Example: The bill totals $100.00 exactly. The customer leaves, on their credit card, the $100.00 payment of the bill, as well as a $20.00 tip. Both the tip and the bill must be processed through a credit card company which charges a 5% fee on all transactions. The total charge levied by the credit card company on the $120.00 charge is $6.00. Of that $6.00, $5.00 is for the bill (5% of $100) and $1.00 is for the tip (5% of $20). The employer must provide the employee $19, which represents the $20 tip minus $1.00 pro- rated employee’s portion of the surcharge).
Some establishments charge a waitron if the customer skips out on the bill. The rules say that can’t be done. Some joints stiff an employee of wages or tips if they quit or flip off a customer.
             146-2.7. Deductions and expenses.
       (a) Employers may not make any deductions from wages, except for credits authorized in this Part and deductions authorized or required by law, such as for social security and income taxes. Some examples of prohibited deductions are:
      (1) deductions for spoilage or breakage; (2) deductions because of non-payment by a customer; (3) deductions for cash shortages or losses; and (4) fines or  penalties for lateness, misconduct, or quitting by an employee without notice.      
Most places don’t pay new employees while they are trailing or training. The mantra goes "everybody starts this way."
            146-2.11. Learner, trainee, or apprentice rates.
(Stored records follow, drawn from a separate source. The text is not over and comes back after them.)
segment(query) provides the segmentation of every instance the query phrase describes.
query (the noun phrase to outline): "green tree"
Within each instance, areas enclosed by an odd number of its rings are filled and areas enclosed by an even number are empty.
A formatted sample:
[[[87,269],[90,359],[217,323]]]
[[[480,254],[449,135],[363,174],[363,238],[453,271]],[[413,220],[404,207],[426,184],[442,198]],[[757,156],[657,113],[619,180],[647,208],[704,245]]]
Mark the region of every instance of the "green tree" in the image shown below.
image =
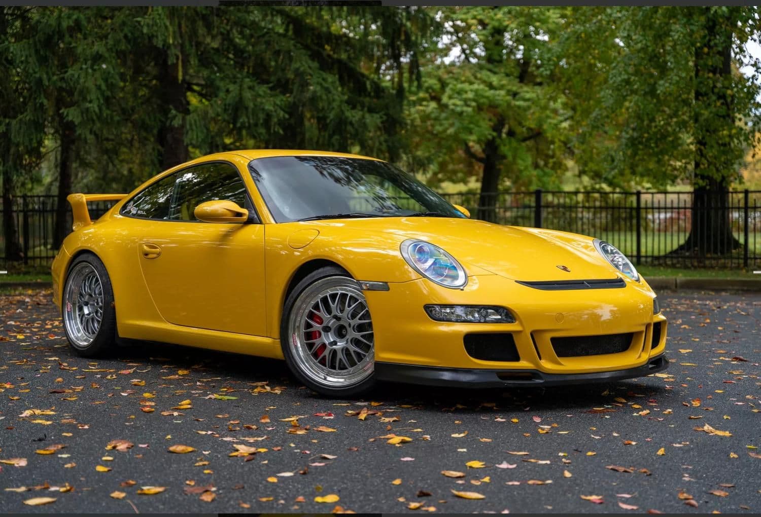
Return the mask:
[[[561,47],[563,87],[578,108],[581,152],[574,158],[608,184],[690,181],[692,230],[677,252],[724,254],[740,246],[727,191],[755,135],[759,86],[737,65],[757,36],[757,15],[754,7],[723,6],[570,13]]]
[[[565,168],[569,113],[551,85],[559,14],[525,7],[438,13],[447,32],[411,116],[425,139],[419,153],[438,170],[434,180],[458,177],[457,168],[479,170],[480,219],[495,220],[495,193],[505,176],[514,187],[547,186]]]

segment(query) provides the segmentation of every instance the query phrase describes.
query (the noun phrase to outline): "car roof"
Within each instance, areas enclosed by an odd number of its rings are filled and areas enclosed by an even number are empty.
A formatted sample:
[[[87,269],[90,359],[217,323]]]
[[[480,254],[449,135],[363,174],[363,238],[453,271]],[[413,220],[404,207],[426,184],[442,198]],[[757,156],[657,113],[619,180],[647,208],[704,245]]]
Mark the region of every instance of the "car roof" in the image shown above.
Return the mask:
[[[361,154],[351,154],[349,153],[333,153],[329,151],[305,151],[301,149],[244,149],[240,151],[229,151],[231,154],[242,156],[249,160],[256,158],[269,158],[277,156],[336,156],[345,158],[362,158],[364,160],[374,160],[383,161],[378,158]]]

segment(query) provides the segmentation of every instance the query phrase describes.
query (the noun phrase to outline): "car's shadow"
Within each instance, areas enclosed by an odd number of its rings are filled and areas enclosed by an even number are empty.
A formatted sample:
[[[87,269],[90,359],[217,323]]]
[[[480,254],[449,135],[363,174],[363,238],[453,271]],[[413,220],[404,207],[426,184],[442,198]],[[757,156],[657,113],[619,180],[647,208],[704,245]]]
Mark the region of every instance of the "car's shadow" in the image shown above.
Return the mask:
[[[271,387],[284,386],[304,398],[323,397],[298,383],[285,361],[228,354],[164,344],[133,343],[120,347],[120,361],[140,362],[155,366],[171,365],[202,373],[205,377],[221,377],[225,381],[256,382],[266,381]],[[637,398],[639,401],[660,400],[669,392],[660,379],[638,378],[584,385],[553,387],[527,387],[471,389],[403,383],[379,383],[361,401],[383,401],[384,405],[409,404],[436,411],[467,412],[483,409],[501,411],[533,410],[600,411],[611,404],[613,398]]]

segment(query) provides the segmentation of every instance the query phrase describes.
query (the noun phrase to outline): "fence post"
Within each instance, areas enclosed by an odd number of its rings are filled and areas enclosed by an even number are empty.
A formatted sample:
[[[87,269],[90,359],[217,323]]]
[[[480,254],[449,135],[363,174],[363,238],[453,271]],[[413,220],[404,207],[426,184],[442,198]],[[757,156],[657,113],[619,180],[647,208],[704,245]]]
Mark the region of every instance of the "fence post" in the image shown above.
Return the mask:
[[[637,265],[642,262],[642,191],[637,191]]]
[[[750,220],[748,217],[748,205],[750,204],[750,192],[746,189],[743,192],[744,206],[743,207],[743,219],[745,220],[745,227],[743,229],[743,236],[745,238],[743,243],[743,267],[748,268],[748,226]]]
[[[21,226],[24,232],[24,265],[29,264],[29,214],[27,213],[27,195],[21,195]]]
[[[533,226],[542,227],[542,189],[533,191]]]

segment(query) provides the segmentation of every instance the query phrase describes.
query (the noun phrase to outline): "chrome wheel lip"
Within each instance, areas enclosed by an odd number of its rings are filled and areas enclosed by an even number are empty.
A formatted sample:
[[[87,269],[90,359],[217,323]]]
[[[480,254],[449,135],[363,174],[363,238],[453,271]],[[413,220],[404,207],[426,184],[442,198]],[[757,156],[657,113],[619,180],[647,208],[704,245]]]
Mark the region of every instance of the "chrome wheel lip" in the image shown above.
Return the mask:
[[[63,324],[74,347],[87,348],[97,336],[103,304],[100,276],[91,265],[80,262],[68,274],[63,291]]]
[[[320,300],[326,297],[337,297],[339,305],[344,300],[352,301],[351,305],[346,303],[339,308],[339,318],[336,319],[331,318],[330,314],[324,314],[330,311],[324,302],[323,306],[318,305]],[[327,309],[323,312],[328,317],[319,325],[307,319],[316,312],[314,309],[316,306]],[[348,313],[348,316],[345,316],[345,312]],[[352,316],[355,317],[352,318]],[[326,388],[349,388],[362,382],[372,375],[374,363],[372,322],[367,300],[359,285],[353,280],[345,277],[330,277],[318,280],[307,287],[294,303],[294,309],[288,316],[288,329],[289,346],[296,366],[314,382]],[[319,338],[307,339],[307,331],[317,331],[320,335]],[[367,347],[367,350],[352,346],[357,343]],[[320,344],[325,347],[323,352],[323,354],[326,354],[325,363],[318,360],[323,359],[322,355],[319,358],[315,358],[314,355],[317,353]],[[361,357],[361,354],[365,355]]]

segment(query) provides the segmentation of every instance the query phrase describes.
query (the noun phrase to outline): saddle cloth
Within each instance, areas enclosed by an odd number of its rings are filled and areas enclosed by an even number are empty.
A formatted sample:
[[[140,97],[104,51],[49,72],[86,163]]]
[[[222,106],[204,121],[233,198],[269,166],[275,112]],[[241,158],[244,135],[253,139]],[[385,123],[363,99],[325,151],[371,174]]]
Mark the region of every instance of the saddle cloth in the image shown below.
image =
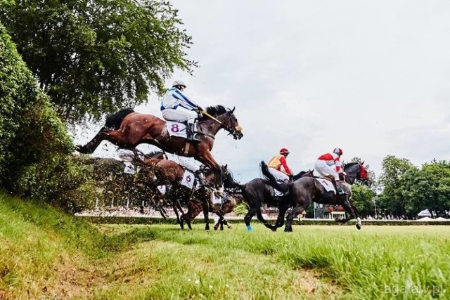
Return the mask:
[[[194,123],[194,128],[197,129],[197,123]],[[186,122],[177,122],[172,121],[166,121],[166,126],[169,136],[178,136],[179,138],[187,138],[186,133]]]
[[[333,183],[329,180],[326,180],[324,178],[316,178],[316,180],[322,185],[322,186],[327,192],[333,191],[335,193],[335,194],[336,193],[336,189],[333,185]]]

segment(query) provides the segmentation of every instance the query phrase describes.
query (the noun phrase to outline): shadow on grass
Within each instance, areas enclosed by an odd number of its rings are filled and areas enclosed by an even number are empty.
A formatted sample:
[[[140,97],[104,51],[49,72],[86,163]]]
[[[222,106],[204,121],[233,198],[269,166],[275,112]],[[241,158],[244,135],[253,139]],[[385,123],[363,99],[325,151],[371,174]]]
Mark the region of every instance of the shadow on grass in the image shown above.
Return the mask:
[[[105,235],[92,224],[41,202],[23,200],[0,192],[0,209],[11,219],[32,224],[54,233],[68,248],[77,249],[96,258],[129,249],[142,242],[153,240],[155,234],[148,228],[134,228],[117,235]],[[30,233],[32,234],[32,233]]]

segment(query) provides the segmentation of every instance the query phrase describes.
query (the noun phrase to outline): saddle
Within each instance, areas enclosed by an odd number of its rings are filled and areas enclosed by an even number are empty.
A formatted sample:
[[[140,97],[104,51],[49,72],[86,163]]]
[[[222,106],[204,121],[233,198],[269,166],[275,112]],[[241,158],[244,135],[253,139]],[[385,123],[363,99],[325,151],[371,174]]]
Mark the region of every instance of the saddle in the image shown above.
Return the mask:
[[[194,123],[194,128],[197,128],[198,123]],[[188,122],[186,121],[166,121],[166,126],[169,136],[187,138]]]

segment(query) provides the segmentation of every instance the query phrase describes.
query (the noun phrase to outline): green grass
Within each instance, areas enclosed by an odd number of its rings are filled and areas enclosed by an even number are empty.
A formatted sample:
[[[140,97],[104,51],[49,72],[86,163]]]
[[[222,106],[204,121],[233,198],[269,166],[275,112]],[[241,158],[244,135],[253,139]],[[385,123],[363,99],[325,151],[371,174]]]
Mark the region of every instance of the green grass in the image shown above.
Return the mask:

Any employees whom an            
            employer designates learners, trainees, or apprentices must
            nonetheless be paid at least the minimum rates prescribed in this Part.
Some places think by using the words service charge that they can get around this issue.
146-2.18. Charge purported to be a gratuity or tip.
Section 196-d of the New York State Labor Law prohibits employers from demanding, accepting, or retaining, directly or indirectly, any part of an employee’s gratuity or any charge purported to be a gratuity.
         (a) A charge purported to be a gratuity must be distributed in full as gratuities to the service employees or food service workers who provided the service.
         (b) There shall be a rebuttable presumption that any charge in addition to charges for food, beverage, lodging, and other specified materials or services, including but not limited to any charge for “service” or “food service,” is a charge purported to be a gratuity.
These regulations were written with a restaurant mentality and are often a little less reasonable in places where food isn’t served. Still they exist and the Batali lawsuit settlement must have vengeful minds thinking of getting back at places that fired them. Clubs must review their practices or face debilitating legal action. Even then, it may be too late to prevent fines for past indiscretions. The rules and penalties for ignoring them or bending them seem to be enforceable going back as much as six years. With many places including restaurant components as part of their marketing, regulation will be more scrutinized and enforced. Wages and regulations often vary for hotel employees. Here, too, a gray area may exist for the distribution of the green.